How Do Non-Driving Factors Affect Your Auto Insurance Rates?
There are numerous things that will be affecting your car insurance rates you may have never realized. If you have a poor credit score for example, you are most likely paying more for car insurance than someone exactly like you, but with a good credit score. If you work in construction, as opposed to your neighbor who may be a dentist, there's a good chance you are paying more for car insurance as well. In a study we did in Chicago, we found neighborhoods that had more low-skill workers paid around 11% more than neighborhoods with a larger professional population. The same study also found neighborhoods with lower incomes paid around 16% more than those with higher incomes. The car you drive will also affect rates, with some cars being cheaper to insure than others. Insurers label some cars as being more prone to risky drivers, so even if you are not a risky driver, by virtue of having a certain car, your company deems you a risk.
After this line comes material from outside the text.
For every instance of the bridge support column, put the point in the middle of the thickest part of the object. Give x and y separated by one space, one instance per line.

Auto Insurance Companies and the Future
Auto insurance companies may actually begin to push away from the practice. The last few years have been rough for auto insurers, with most not able to make a profit on insurance revenue. An increase in the number of drivers on the road have led to more accidents, leading to more claims, and more money lost for insurance companies. Where they may go next to better rate drivers is to evaluate them on their driving habits, but in a much more invasive way than before. Car insurers are starting to implement more and more technology to measure how a driver drives. Do they break hard, do they drive fast, do they frequently go for drives at 2 in the morning? All of these risky behaviors will lead to higher rates. Programs such as the Progressive Snapshot and Allstate Drivewise have already begun to measure those things. The next step is for the technology to track which routes a driver takes, and charge them more if they take riskier routes.
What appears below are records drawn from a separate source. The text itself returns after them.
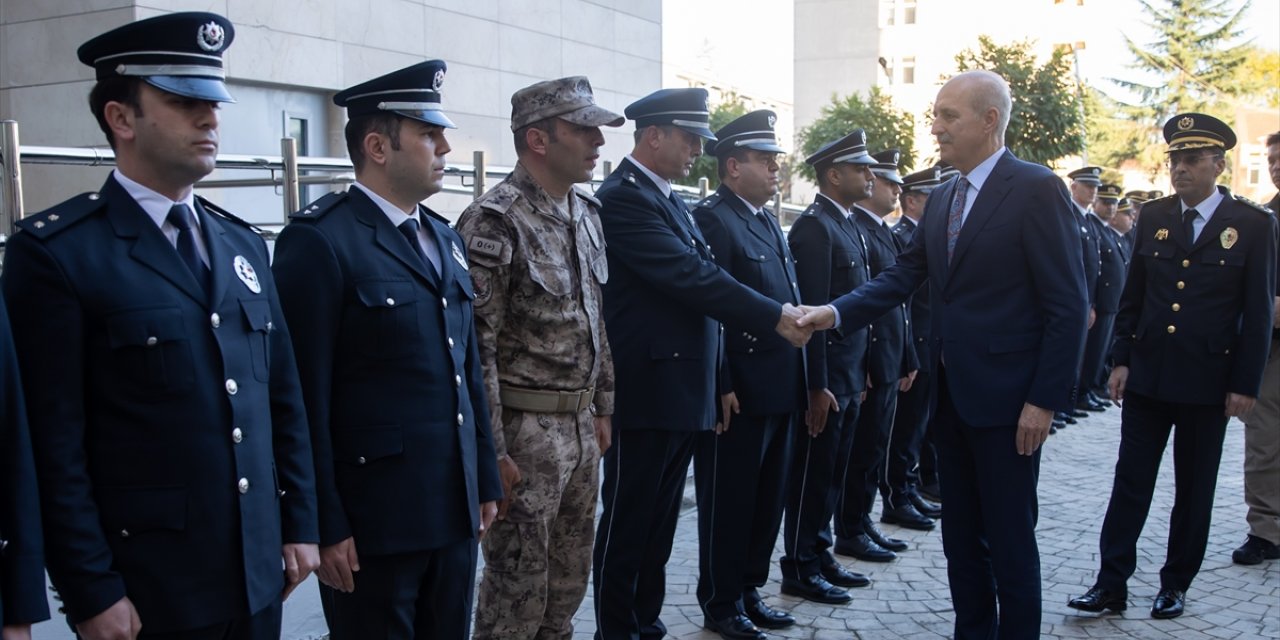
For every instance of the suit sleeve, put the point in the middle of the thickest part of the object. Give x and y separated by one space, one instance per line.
1063 295
810 246
22 563
49 337
311 287
291 438
647 243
What You Can Still Do to Save Money on Car Insurance
If you are a good driver, but still find your rates may be higher than they should, it is likely there is something about your profile that is driving your rates up. If you have a poor credit score, it is imperative you work on improving it as much as you can. Paying off any debts, and showing you can manage debt is a great way to do that. Other things such as the job you have are not very easy to change, but there are ways to still save money. The first and easiest to do is to shop around for car insurance. There are so many companies in any given area, and assuming your insurer is giving you the best price can lead to you overpaying. The next thing you can do is see if you qualify for any discounts. Car insurance companies, especially large ones, offer many discounts for drivers. If your child is a good student for example, and is on your policy, you can qualify for a good student discount. Finally, to reduce rates you can also consider reworking the limits on your policy. By talking to an insurance agent, or familiarising yourself with the different types of car insurance, you can see if you are paying too much for a certain coverage you do not need.